I know that AWS Fargate has the tagline of "Run containers without managing servers or clusters", but that is not what "serverless architecture" means. Fargate is a container service.
Serverless would be, for example, AWS Lambda, Azure Functions or Google Cloud Functions.
Fargate is serverless because the compute is abstracted away completely. A lambda runtime is just a specialized container and they've added similar customizability to it lately with Layers/Runtime configuration.
I know that the definitions of these kinds of buzzwords can be fuzzy sometimes, but I have never heard a definition of serverless that would include Fargate.
Here is what Cloudflare uses to describe serverless:
> Serverless computing is a method of providing backend services on an as-used basis. Servers are still used, but a company that gets backend services from a serverless vendor is charged based on usage, not a fixed amount of bandwidth or number of servers.

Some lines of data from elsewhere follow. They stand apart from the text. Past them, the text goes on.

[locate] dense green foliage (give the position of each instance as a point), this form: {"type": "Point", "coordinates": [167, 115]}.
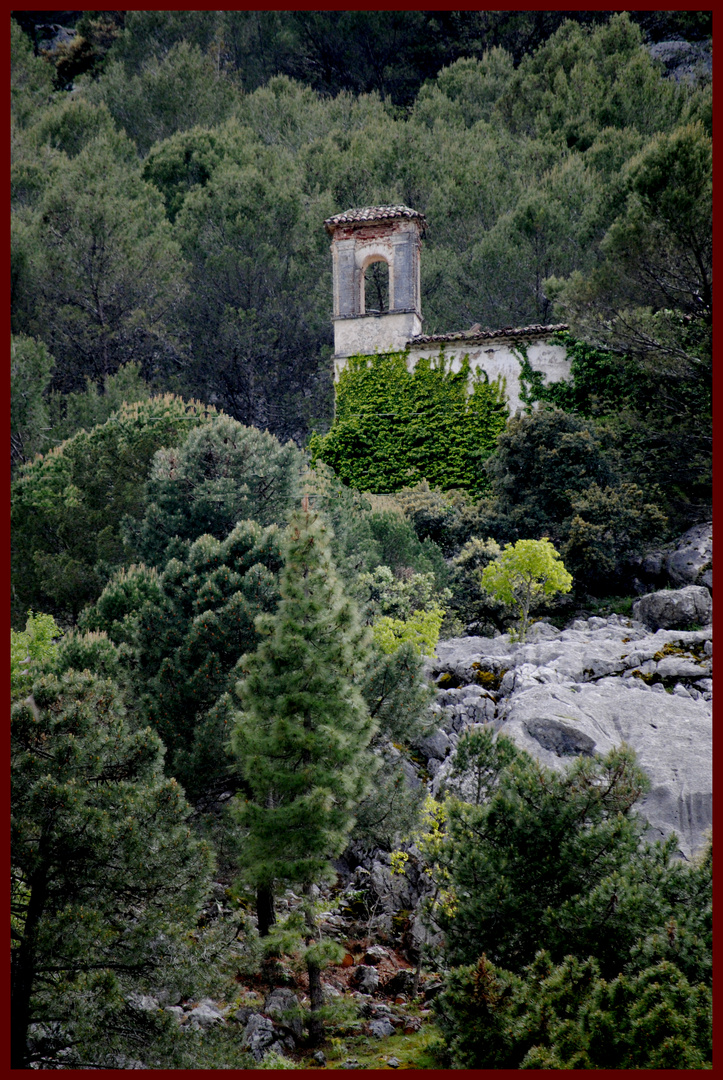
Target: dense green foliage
{"type": "Point", "coordinates": [573, 943]}
{"type": "Point", "coordinates": [527, 138]}
{"type": "Point", "coordinates": [222, 473]}
{"type": "Point", "coordinates": [187, 628]}
{"type": "Point", "coordinates": [302, 736]}
{"type": "Point", "coordinates": [395, 427]}
{"type": "Point", "coordinates": [105, 868]}
{"type": "Point", "coordinates": [170, 177]}
{"type": "Point", "coordinates": [67, 507]}
{"type": "Point", "coordinates": [552, 475]}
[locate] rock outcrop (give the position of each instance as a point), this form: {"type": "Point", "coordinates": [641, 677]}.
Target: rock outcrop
{"type": "Point", "coordinates": [674, 609]}
{"type": "Point", "coordinates": [688, 561]}
{"type": "Point", "coordinates": [586, 689]}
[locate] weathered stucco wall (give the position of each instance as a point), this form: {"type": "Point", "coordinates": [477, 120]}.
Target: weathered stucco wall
{"type": "Point", "coordinates": [370, 334]}
{"type": "Point", "coordinates": [504, 359]}
{"type": "Point", "coordinates": [393, 235]}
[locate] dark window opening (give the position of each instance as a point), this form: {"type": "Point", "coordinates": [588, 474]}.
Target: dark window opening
{"type": "Point", "coordinates": [376, 287]}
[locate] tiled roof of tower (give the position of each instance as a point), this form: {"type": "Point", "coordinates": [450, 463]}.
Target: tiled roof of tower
{"type": "Point", "coordinates": [372, 214]}
{"type": "Point", "coordinates": [506, 332]}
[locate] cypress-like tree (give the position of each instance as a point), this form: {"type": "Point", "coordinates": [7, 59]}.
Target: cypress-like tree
{"type": "Point", "coordinates": [302, 737]}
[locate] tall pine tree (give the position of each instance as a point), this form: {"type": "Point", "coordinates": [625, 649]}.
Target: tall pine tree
{"type": "Point", "coordinates": [303, 734]}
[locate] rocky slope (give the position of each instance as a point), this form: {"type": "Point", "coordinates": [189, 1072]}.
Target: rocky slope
{"type": "Point", "coordinates": [589, 687]}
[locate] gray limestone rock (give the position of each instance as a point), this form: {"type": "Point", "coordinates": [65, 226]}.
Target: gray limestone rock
{"type": "Point", "coordinates": [436, 744]}
{"type": "Point", "coordinates": [692, 557]}
{"type": "Point", "coordinates": [670, 609]}
{"type": "Point", "coordinates": [282, 1004]}
{"type": "Point", "coordinates": [374, 955]}
{"type": "Point", "coordinates": [258, 1036]}
{"type": "Point", "coordinates": [204, 1015]}
{"type": "Point", "coordinates": [366, 979]}
{"type": "Point", "coordinates": [671, 736]}
{"type": "Point", "coordinates": [380, 1028]}
{"type": "Point", "coordinates": [579, 691]}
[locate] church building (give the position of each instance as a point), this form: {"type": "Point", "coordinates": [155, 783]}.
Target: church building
{"type": "Point", "coordinates": [376, 254]}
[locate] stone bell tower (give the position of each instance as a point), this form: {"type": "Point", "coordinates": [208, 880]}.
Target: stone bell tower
{"type": "Point", "coordinates": [390, 234]}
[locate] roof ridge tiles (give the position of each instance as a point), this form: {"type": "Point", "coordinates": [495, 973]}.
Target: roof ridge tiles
{"type": "Point", "coordinates": [489, 334]}
{"type": "Point", "coordinates": [373, 214]}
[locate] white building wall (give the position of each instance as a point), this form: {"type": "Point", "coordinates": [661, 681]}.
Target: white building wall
{"type": "Point", "coordinates": [498, 358]}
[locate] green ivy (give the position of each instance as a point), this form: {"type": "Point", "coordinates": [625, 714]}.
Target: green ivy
{"type": "Point", "coordinates": [395, 428]}
{"type": "Point", "coordinates": [601, 380]}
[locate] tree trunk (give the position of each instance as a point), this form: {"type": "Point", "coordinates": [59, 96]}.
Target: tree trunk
{"type": "Point", "coordinates": [265, 909]}
{"type": "Point", "coordinates": [317, 999]}
{"type": "Point", "coordinates": [23, 973]}
{"type": "Point", "coordinates": [316, 995]}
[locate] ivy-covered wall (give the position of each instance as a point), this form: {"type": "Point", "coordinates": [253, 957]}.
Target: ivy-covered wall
{"type": "Point", "coordinates": [395, 428]}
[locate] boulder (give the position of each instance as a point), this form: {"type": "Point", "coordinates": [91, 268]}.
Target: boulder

With Fargate you still get charged for your running instances your containers are running on. Even if the containers themselves are idle. This is a container service and not a serverless architecture.
How do you come to this conclusion from this pricing page? [0]
I might be missing something but that seems like serverless pricing. You might be thinking of the pricing scheme when Fargate first launched? Or maybe you’re thinking of ECS, which does in fact charge as you described.
Everything I am reading there screams container service and not serverless. Some Quotes:
> You pay for the amount of vCPU and memory resources consumed by your containerized applications.
How does vCPU fit into serverless architecture?
> Pricing is based on requested vCPU and memory resources for the Task.
Tasks being a collection of Containers. This is simply a container service like ECS or EKS.
> Pricing is calculated based on the vCPU and memory resources used from the time you start to download your container image (docker pull) until the Amazon ECS Task terminates.
This means you pay for the resources that were started for your containers until the container ends. Including all idle time and any overprovisioning you did because you have to tell it which instance type you want. Compare that to the pricing of Lambda where you only pay for the time your functions need to execute when they get called based on external events.
To bring this back to the beginning of the discussion: Complaining about docker because it is not a good tool for serverless architectures is not smart because it is not used in serverless architecture offerings. Fargate uses containers but it is not a serverless service. Fargate is a container service that tries to simplify setup of compute clusters in comparison to ECS, EKS and EC2.
You misunderstood. No one calls Docker a “serverless” architecture.